During interview on the afternoon of 05/25/11, a supervisory staff member (#1) stated the CAH does not do any peer review on any of the physicians unless the CAH identifies issues.

No Description Available

Tag No.: C0345

Based on record review, review of Organ Procurement Organization (OPO) agreement, and staff interview, the Critical Access Hospital (CAH) failed to ensure notification of the OPO of all swing bed patients whose death is imminent or who have died in the CAH, including 1 of 1 closed swing bed medical record of a patient who expired (Patient #15). Failure to notify the OPO did not allow the OPO to determine the medical suitability for organ donation.

Findings include:

Review of the CAH's amended OPO agreement occurred on 05/25/11. This amendment, dated 10/03/09, stated, ". . . RECITALS . . . 2.1 Notify [OPO], in a timely manner, of all individuals whose death is imminent or who have died . . ."
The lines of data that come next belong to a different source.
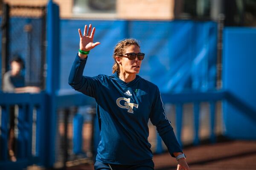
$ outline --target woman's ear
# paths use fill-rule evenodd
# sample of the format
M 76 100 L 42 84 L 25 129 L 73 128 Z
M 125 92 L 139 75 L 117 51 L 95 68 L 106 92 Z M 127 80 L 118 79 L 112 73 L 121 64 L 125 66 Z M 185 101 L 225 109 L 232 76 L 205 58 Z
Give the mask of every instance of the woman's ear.
M 121 57 L 116 57 L 116 62 L 118 64 L 122 64 L 122 62 L 121 60 Z

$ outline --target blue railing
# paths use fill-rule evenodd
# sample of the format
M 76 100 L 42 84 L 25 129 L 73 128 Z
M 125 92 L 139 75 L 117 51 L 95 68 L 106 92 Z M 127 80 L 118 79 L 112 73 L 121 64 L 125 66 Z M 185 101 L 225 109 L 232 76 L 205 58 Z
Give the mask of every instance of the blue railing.
M 217 101 L 225 99 L 227 93 L 223 91 L 212 91 L 205 92 L 183 92 L 175 94 L 162 94 L 164 103 L 174 104 L 176 108 L 176 129 L 177 139 L 182 144 L 183 105 L 186 103 L 194 103 L 194 144 L 199 143 L 198 131 L 199 127 L 199 105 L 201 102 L 208 102 L 210 106 L 210 139 L 215 141 L 215 136 L 214 129 L 215 128 L 215 105 Z M 20 169 L 32 164 L 43 164 L 44 160 L 47 156 L 44 151 L 47 143 L 45 135 L 47 132 L 45 127 L 47 126 L 47 97 L 44 93 L 37 94 L 0 94 L 0 106 L 1 106 L 0 139 L 1 151 L 0 155 L 0 167 L 1 169 L 12 168 Z M 76 106 L 95 105 L 94 100 L 80 94 L 58 95 L 55 98 L 56 109 L 66 108 Z M 17 146 L 17 162 L 12 162 L 8 160 L 8 122 L 10 106 L 17 105 L 18 108 L 17 119 L 18 137 Z M 36 113 L 36 121 L 33 122 L 33 115 Z M 34 118 L 35 119 L 35 118 Z M 36 125 L 36 132 L 33 134 L 33 124 Z M 97 132 L 97 131 L 96 131 Z M 96 136 L 96 134 L 95 134 Z M 34 137 L 33 137 L 34 136 Z M 35 137 L 34 139 L 33 137 Z M 34 140 L 34 141 L 32 140 Z M 163 151 L 161 140 L 159 137 L 157 140 L 156 153 Z M 96 143 L 98 142 L 95 142 Z M 32 142 L 35 142 L 35 151 L 32 153 Z M 51 142 L 48 141 L 48 142 Z

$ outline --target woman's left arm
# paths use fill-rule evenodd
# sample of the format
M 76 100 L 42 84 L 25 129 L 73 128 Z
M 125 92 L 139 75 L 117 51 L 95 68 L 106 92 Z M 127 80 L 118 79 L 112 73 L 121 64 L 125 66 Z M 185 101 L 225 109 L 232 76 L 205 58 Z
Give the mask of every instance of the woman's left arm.
M 152 123 L 156 126 L 157 132 L 167 147 L 171 155 L 176 157 L 183 153 L 182 150 L 177 141 L 171 122 L 166 117 L 158 88 L 155 94 L 150 115 L 150 120 Z M 189 170 L 185 159 L 180 158 L 177 161 L 177 170 Z

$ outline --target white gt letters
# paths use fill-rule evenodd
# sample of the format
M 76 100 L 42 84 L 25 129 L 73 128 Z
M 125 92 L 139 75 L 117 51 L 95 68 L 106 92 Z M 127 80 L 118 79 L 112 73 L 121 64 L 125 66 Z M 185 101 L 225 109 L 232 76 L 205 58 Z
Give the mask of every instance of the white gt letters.
M 125 98 L 124 97 L 119 97 L 116 99 L 116 105 L 121 108 L 126 109 L 128 110 L 127 111 L 129 113 L 133 113 L 133 110 L 132 110 L 133 107 L 135 107 L 136 108 L 138 108 L 139 106 L 139 105 L 137 105 L 137 104 L 132 103 L 130 102 L 130 100 L 131 99 L 130 98 Z M 125 102 L 125 105 L 123 106 L 121 104 L 120 104 L 120 102 L 121 100 L 124 100 Z

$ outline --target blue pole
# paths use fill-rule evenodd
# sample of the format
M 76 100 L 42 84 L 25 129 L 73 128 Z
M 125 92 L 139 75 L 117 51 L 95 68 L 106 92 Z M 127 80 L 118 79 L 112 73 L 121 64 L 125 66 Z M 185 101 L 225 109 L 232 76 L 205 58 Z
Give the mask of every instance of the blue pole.
M 47 65 L 46 91 L 47 94 L 46 111 L 45 149 L 47 167 L 52 167 L 55 162 L 55 135 L 56 132 L 57 107 L 56 92 L 59 88 L 60 28 L 59 8 L 52 0 L 47 5 Z
M 194 103 L 194 144 L 197 145 L 199 144 L 198 135 L 199 129 L 199 103 Z
M 181 130 L 182 128 L 182 112 L 183 112 L 183 104 L 182 103 L 177 103 L 176 105 L 176 136 L 177 140 L 180 144 L 182 147 L 181 142 Z
M 210 102 L 210 121 L 211 127 L 210 128 L 210 139 L 212 143 L 216 142 L 216 137 L 214 133 L 214 128 L 215 127 L 215 102 Z

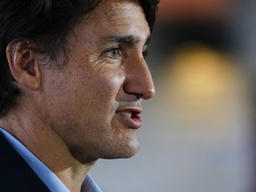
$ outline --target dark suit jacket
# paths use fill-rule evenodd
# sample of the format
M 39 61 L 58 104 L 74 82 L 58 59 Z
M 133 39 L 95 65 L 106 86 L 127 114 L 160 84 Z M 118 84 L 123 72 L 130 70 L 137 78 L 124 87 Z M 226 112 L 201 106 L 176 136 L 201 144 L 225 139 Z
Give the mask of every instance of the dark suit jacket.
M 0 133 L 0 192 L 48 192 L 46 185 Z
M 83 191 L 97 192 L 85 179 Z M 0 192 L 49 192 L 50 189 L 0 132 Z

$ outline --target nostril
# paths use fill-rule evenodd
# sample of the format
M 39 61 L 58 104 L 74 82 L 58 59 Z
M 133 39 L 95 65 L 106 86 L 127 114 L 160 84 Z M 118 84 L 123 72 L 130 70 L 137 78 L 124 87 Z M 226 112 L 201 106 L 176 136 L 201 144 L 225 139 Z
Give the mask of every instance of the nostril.
M 147 92 L 144 92 L 144 94 L 141 95 L 141 99 L 143 100 L 149 100 L 150 98 L 155 97 L 156 95 L 156 89 L 155 87 L 148 89 Z

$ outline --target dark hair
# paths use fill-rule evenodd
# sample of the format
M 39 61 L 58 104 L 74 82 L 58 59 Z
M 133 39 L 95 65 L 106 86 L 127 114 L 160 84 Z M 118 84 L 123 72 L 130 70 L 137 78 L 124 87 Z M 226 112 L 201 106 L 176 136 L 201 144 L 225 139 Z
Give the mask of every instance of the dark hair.
M 0 117 L 15 105 L 20 91 L 6 59 L 14 39 L 33 43 L 28 47 L 44 53 L 49 61 L 67 59 L 67 36 L 79 20 L 102 0 L 1 0 L 0 2 Z M 140 0 L 152 31 L 158 0 Z

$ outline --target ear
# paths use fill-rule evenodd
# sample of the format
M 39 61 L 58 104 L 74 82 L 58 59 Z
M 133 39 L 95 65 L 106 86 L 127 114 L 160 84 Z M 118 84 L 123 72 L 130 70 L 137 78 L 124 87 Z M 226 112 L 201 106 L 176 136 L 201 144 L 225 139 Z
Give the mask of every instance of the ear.
M 29 44 L 24 39 L 12 41 L 7 45 L 6 57 L 15 80 L 28 89 L 38 90 L 41 84 L 40 68 L 36 54 L 29 49 Z

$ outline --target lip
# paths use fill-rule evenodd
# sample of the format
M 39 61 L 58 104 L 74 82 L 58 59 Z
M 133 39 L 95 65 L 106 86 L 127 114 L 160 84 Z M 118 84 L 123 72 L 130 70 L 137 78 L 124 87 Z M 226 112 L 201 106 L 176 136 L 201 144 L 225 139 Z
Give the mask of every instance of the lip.
M 116 114 L 126 127 L 139 129 L 142 125 L 142 119 L 140 116 L 141 112 L 141 108 L 127 107 L 117 109 Z

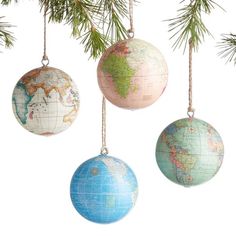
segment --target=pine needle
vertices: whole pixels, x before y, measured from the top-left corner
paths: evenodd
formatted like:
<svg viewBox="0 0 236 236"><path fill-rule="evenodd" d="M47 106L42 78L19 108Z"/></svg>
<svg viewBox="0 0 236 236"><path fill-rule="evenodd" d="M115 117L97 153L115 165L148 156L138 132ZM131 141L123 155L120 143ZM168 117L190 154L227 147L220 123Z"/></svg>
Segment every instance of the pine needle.
<svg viewBox="0 0 236 236"><path fill-rule="evenodd" d="M8 29L13 27L7 22L3 22L2 19L4 17L0 17L0 46L5 46L6 48L10 48L13 46L13 42L15 40L13 33Z"/></svg>
<svg viewBox="0 0 236 236"><path fill-rule="evenodd" d="M236 34L223 34L218 47L221 50L218 55L226 58L226 63L234 62L236 65Z"/></svg>
<svg viewBox="0 0 236 236"><path fill-rule="evenodd" d="M181 1L184 2L185 0ZM192 0L178 10L177 17L167 20L170 22L169 32L172 33L170 39L174 40L174 50L184 45L185 51L190 39L194 49L197 50L205 35L212 36L202 20L202 14L209 15L216 6L220 7L212 0Z"/></svg>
Review of Patient #15's closed swing bed medical record occurred on 05/25/11. The CAH admitted the patient to swing bed on 11/22/10 and the patient expired on 11/29/10. The medical record lacked evidence the CAH staff contacted the OPO as the patient's death appeared imminent or at the time of death.

During interview, on 05/25/11 at 3:15 p.m., an administrative nursing staff member (#1) reported the CAH staff do not contact the OPO for any deaths or imminent deaths of swing bed patients.

Failure to contact the OPO for all deaths or imminent deaths, including swing bed patients, did not allow the OPO to determine the patient's medical suitability for organ donation.